No more missed slots (during epoch) after changing one setting

Should the ‘+RTS -N -RTS’ not be set before the …run? Means “cardano-node +RTS -N -RTS run …”

I run it this way and it works!

1 Like

@mini1pool
It doesn’t really matter.
+RTS signals to the runtime that this is the start of the rts options.
-RTS signals the end of the rts options array.
In theory, you should be able to stick it anywhere as long as you wrap it around with +RTS and -RTS
But, saying that, when I was testing, setting it before the run errored out for me for some reason. I don’t know why. Setting it after the run worked.
Go figure…

1 Like

Not sure if it’s related but we recently went through a similar issue with missed slots, which we solved by increasing cpu. We believe it to be caused by io_wait during the node taking ledger snapshots. Missed slots correspond to snapshot taking in logs.

Issue is on github.

so during epoch switch right? You were able to totally avoid missing slots during the first 5 min of the epoch by increasing cpu? Can you explain a bit more please?
And the github issue says it will be looked at after alonzo
Could you please share the github issue link?

Yes, looks like it. But we need to phrase it differently otherwise the solution might not be understood correctly. Just increasing the CPUs doesn’t cut it. Haskell will still use only one by default no matter how many physical CPUs you have. You actually need to get the binary to use the available cores. Setting RTS finally did it for me.

I can confirm that after setting the RTS core options, I have no more missing slots during the epoch and only 62 missed slots during the epoch change.

For Coincashew setup you will want to make the change in your script startBlockProducingNode.sh

vi or favorite editor startBlockProducingNode.sh
cardano-node +RTS -N4 -RTS run --Topology ${TOPOLOGY}…

then restart the service
sudo systemctl restart cardano-node

3 Likes

I took second snaphots of the 8 core BP 4 dedicated to cardano usage during the epoch change when I was missing blocks

Started 09:45:51 - 09:47:27 UTC

Happy to share the logs with you but there was no %iowait during this period. Question though you mentioned ledger snpashots that you saw on the logs of snapshot taking. What logs were you viewing?

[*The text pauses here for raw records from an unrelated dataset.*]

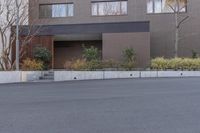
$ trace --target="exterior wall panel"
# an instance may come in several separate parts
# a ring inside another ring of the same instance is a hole
[[[150,62],[150,33],[104,33],[103,59],[123,60],[122,51],[133,48],[136,52],[136,66],[147,67]]]
[[[66,0],[37,0],[38,3],[63,3]],[[98,1],[98,0],[92,0]],[[30,13],[30,20],[36,24],[82,24],[82,23],[107,23],[107,22],[134,22],[150,21],[151,57],[174,55],[175,21],[173,14],[147,14],[146,0],[128,0],[128,15],[122,16],[91,16],[91,0],[68,0],[74,3],[74,16],[58,19],[38,19],[39,4],[31,5],[37,12]],[[180,56],[192,56],[192,50],[200,53],[200,1],[190,0],[187,13],[189,19],[181,28],[179,45]]]

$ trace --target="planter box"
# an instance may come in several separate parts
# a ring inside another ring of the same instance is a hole
[[[55,71],[55,81],[103,79],[103,71]]]
[[[21,72],[19,71],[1,71],[0,83],[17,83],[21,82]]]
[[[104,79],[139,78],[139,71],[105,71]]]
[[[140,75],[141,78],[157,78],[158,71],[141,71]]]
[[[42,77],[44,72],[42,71],[22,71],[21,82],[36,81]]]

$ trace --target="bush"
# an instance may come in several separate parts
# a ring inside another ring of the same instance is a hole
[[[44,62],[45,70],[49,69],[49,63],[51,62],[51,52],[44,47],[37,47],[34,49],[33,56],[36,60]]]
[[[135,67],[136,54],[133,48],[126,48],[123,50],[124,62],[121,65],[127,70],[132,70]]]
[[[103,68],[118,68],[119,63],[110,59],[110,60],[104,60],[102,61],[102,67]]]
[[[197,70],[200,69],[200,58],[164,59],[162,57],[158,57],[151,60],[151,68],[158,70],[165,70],[165,69]]]
[[[123,57],[125,62],[135,62],[136,54],[133,48],[126,48],[123,50]]]
[[[97,70],[102,69],[102,63],[99,60],[91,60],[86,62],[86,69],[87,70]]]
[[[151,68],[158,70],[165,70],[168,68],[168,60],[163,57],[158,57],[151,60]]]
[[[22,61],[22,70],[24,71],[40,71],[43,70],[44,64],[42,61],[35,59],[25,59]]]
[[[87,62],[83,59],[77,59],[72,61],[66,61],[64,68],[68,70],[85,70],[87,67]]]
[[[90,48],[83,47],[83,58],[86,61],[100,60],[100,52],[98,48],[91,46]]]

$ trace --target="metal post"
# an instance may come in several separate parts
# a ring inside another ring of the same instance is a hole
[[[19,6],[18,0],[16,3],[16,71],[19,71]]]

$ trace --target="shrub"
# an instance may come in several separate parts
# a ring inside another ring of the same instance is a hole
[[[90,48],[83,47],[83,58],[86,59],[86,61],[92,61],[92,60],[99,60],[100,59],[100,52],[98,48],[95,48],[94,46],[91,46]]]
[[[165,70],[168,68],[168,60],[163,57],[158,57],[151,60],[151,68],[158,70]]]
[[[133,48],[126,48],[123,50],[123,57],[125,62],[135,62],[136,54]]]
[[[126,70],[132,70],[135,67],[135,62],[124,62],[121,64],[121,67]]]
[[[24,71],[37,71],[43,70],[44,64],[42,61],[27,58],[22,61],[22,70]]]
[[[91,60],[86,62],[86,69],[87,70],[97,70],[102,69],[102,63],[99,60]]]
[[[192,50],[192,58],[193,59],[198,58],[198,54],[195,50]]]
[[[164,59],[162,57],[151,60],[151,68],[158,70],[197,70],[200,69],[200,58],[172,58]]]
[[[87,66],[87,63],[83,59],[76,59],[72,61],[66,61],[64,64],[65,69],[69,70],[84,70]]]
[[[51,62],[51,52],[44,47],[37,47],[33,51],[33,56],[36,60],[44,62],[44,69],[49,68],[49,63]]]
[[[126,48],[123,50],[124,63],[122,67],[131,70],[135,67],[136,54],[133,48]]]
[[[119,63],[110,59],[110,60],[104,60],[102,61],[102,67],[103,68],[118,68]]]

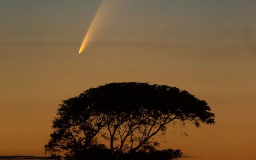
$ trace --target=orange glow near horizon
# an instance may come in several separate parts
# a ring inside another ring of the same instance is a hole
[[[90,39],[91,39],[92,33],[94,32],[95,26],[97,25],[96,24],[98,24],[98,22],[100,19],[100,18],[101,17],[100,16],[101,15],[101,13],[102,12],[102,6],[103,5],[102,4],[104,1],[102,1],[100,4],[99,9],[90,25],[89,28],[86,32],[84,37],[84,38],[83,42],[82,42],[81,46],[80,47],[80,49],[79,49],[79,54],[82,53],[88,44],[88,42]]]

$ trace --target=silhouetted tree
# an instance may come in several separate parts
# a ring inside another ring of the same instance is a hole
[[[197,127],[213,124],[214,115],[210,110],[205,101],[176,87],[134,82],[107,84],[60,105],[45,152],[55,156],[64,152],[74,159],[89,158],[93,150],[101,150],[105,158],[128,159],[136,156],[176,159],[181,156],[180,150],[157,150],[159,144],[153,137],[164,136],[167,125],[177,122],[183,125],[192,122]],[[109,149],[99,143],[100,136],[109,140]]]

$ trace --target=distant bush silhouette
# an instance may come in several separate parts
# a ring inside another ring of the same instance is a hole
[[[64,153],[68,159],[175,159],[180,150],[157,150],[153,137],[164,136],[167,125],[177,122],[214,124],[210,110],[205,101],[176,87],[106,84],[60,104],[45,152],[57,159]],[[109,141],[110,148],[99,143],[100,136]]]

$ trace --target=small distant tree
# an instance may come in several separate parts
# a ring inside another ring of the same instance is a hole
[[[133,156],[176,159],[181,157],[180,150],[157,150],[159,143],[154,136],[164,137],[168,125],[177,122],[182,125],[191,122],[197,127],[202,123],[214,124],[210,111],[205,101],[176,87],[134,82],[106,84],[60,105],[45,152],[55,158],[64,152],[70,159],[94,159],[89,158],[93,150],[114,159]],[[109,140],[110,148],[99,143],[100,136]]]

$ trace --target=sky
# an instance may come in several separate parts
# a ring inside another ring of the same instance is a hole
[[[168,128],[161,148],[256,159],[256,2],[106,0],[79,54],[101,2],[0,0],[0,156],[44,156],[62,100],[136,82],[187,91],[216,114],[187,137]]]

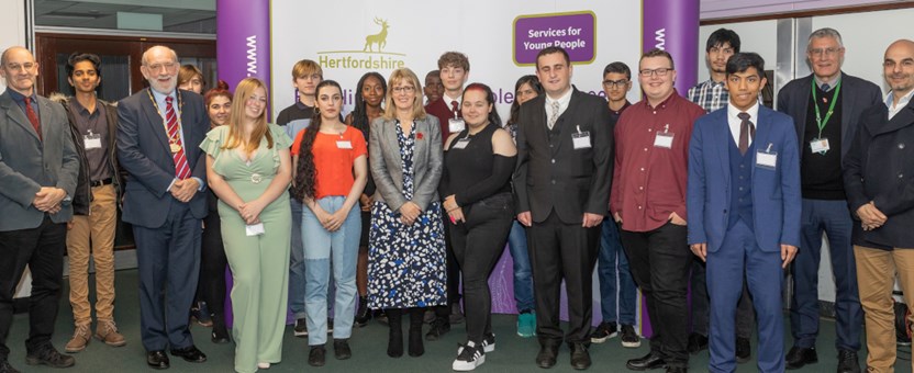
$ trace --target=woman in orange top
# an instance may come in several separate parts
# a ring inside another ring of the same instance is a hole
[[[333,349],[336,359],[352,357],[356,301],[356,261],[361,216],[356,204],[368,178],[368,147],[361,132],[339,121],[343,91],[333,80],[317,84],[317,105],[305,131],[292,145],[293,192],[302,201],[305,259],[304,308],[308,363],[324,365],[327,336],[327,282],[331,261],[336,282]],[[333,260],[331,260],[331,255]]]

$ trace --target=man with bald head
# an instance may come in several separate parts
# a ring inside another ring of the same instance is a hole
[[[904,303],[914,304],[914,42],[889,45],[882,69],[891,91],[860,115],[844,158],[868,372],[892,372],[895,365],[895,274]]]
[[[133,225],[140,268],[140,330],[146,363],[170,366],[165,349],[204,362],[188,320],[200,269],[201,219],[207,215],[209,129],[203,99],[179,90],[178,56],[154,46],[140,70],[149,87],[118,104],[118,159],[127,171],[122,218]]]
[[[73,357],[51,344],[60,303],[67,221],[79,159],[60,104],[35,92],[38,64],[29,49],[11,47],[0,57],[0,372],[9,363],[7,336],[13,295],[25,267],[32,273],[25,362],[71,366]]]

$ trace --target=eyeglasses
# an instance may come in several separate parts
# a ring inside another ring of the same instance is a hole
[[[644,70],[638,71],[638,74],[640,74],[642,77],[645,77],[645,78],[650,78],[650,76],[653,76],[655,74],[658,77],[666,77],[667,72],[670,72],[671,70],[672,70],[671,68],[661,67],[659,69],[644,69]]]
[[[815,57],[822,57],[822,56],[833,57],[833,56],[837,55],[838,52],[841,52],[841,50],[844,50],[844,47],[840,47],[840,48],[824,48],[824,49],[823,48],[815,48],[815,49],[810,49],[810,55],[815,56]]]
[[[25,63],[25,64],[7,64],[8,70],[19,71],[19,69],[25,69],[25,71],[31,71],[32,68],[35,67],[34,63]]]
[[[175,63],[146,65],[146,68],[153,71],[161,70],[161,68],[165,68],[166,71],[174,71],[177,67],[178,64]]]
[[[625,88],[626,86],[628,86],[628,79],[603,80],[603,87],[605,88]]]
[[[413,86],[401,86],[401,87],[393,87],[390,89],[393,93],[412,93],[415,91],[415,87]]]

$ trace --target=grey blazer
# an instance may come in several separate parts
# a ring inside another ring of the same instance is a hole
[[[403,168],[400,158],[400,144],[397,142],[395,120],[383,116],[371,123],[368,140],[368,160],[371,176],[375,178],[377,193],[375,201],[387,203],[397,212],[408,202],[403,195]],[[442,129],[438,118],[425,115],[413,121],[416,139],[413,150],[413,199],[419,208],[425,211],[428,204],[437,202],[438,181],[442,178]]]
[[[35,228],[45,213],[32,202],[42,187],[67,192],[68,199],[54,223],[73,217],[70,197],[76,193],[79,158],[69,133],[67,114],[60,104],[37,97],[42,140],[10,97],[0,94],[0,231]]]

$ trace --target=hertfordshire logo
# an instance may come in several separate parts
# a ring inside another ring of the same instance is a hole
[[[326,50],[317,52],[317,63],[324,69],[375,69],[393,70],[406,66],[403,57],[406,54],[383,52],[387,48],[388,29],[387,20],[375,16],[376,25],[381,26],[377,34],[365,36],[365,44],[361,50]],[[371,26],[375,27],[374,25]],[[395,30],[395,29],[394,29]]]

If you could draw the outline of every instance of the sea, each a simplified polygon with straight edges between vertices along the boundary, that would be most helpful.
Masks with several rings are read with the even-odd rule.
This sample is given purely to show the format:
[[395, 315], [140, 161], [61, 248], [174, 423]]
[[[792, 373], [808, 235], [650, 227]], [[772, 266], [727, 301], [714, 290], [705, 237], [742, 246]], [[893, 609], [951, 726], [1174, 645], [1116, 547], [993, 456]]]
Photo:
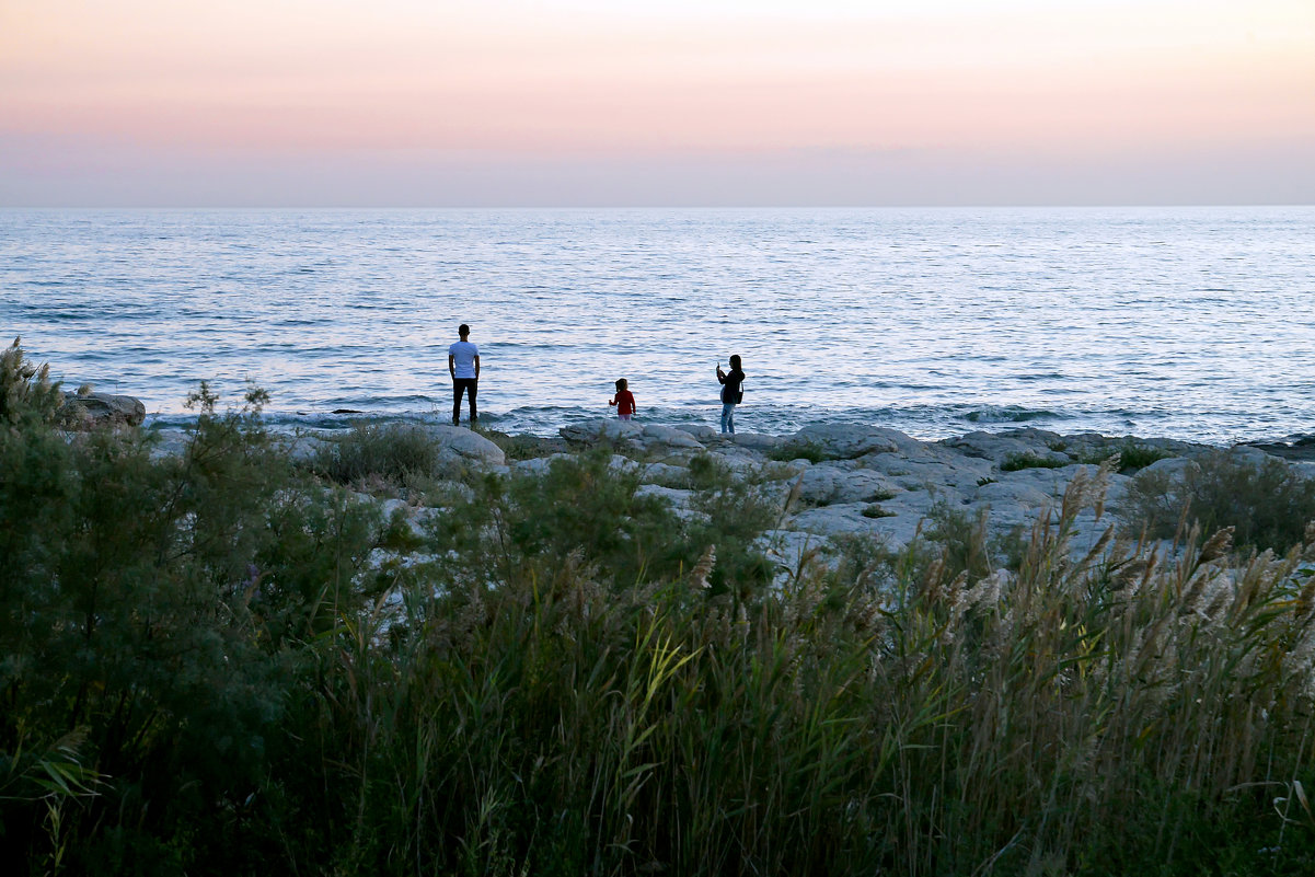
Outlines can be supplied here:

I posted three days ago that I was going to try updating the setting, and so far it has worked for me. No missed slots since then other than those missed at the epoch change. Fingers crossed there are no missed slots this epoch.

And fewer missed slots during today’s epoch change compared to the last

. /home/xxxxx/.profile
CPU_CORES=4
[[ -n ${CPU_CORES} ]] && CPU_RUNTIME=( “+RTS” “-N${CPU_CORES}” “-RTS” ) || CPU_RUNTIME=()
/home/xxxxx/.local/bin/cardano-node “${CPU_RUNTIME[@]}” run \

You don’t need to specify the number of cores. Just use “-N” without the number and it will use all available cores

I am not talking about the epoch cutover. The node keeps the chain in memory and dumps that on disk on a regular interval called ledger snapshot. Default is about every 75 minutes or so. That is when I would see one or two missed slots sometimes

The settings seem to work fine. I got a few missed blocks after epoch change (150), but the number is not increasing, I’ll monitor the value along the epoch to see.
I have a question: since everyone is experiencing missing blocks at epoch change, does that mean that systematically the first few blocks of every epoch are not minted by anyone? What happens to the TXs belonging to those blocks?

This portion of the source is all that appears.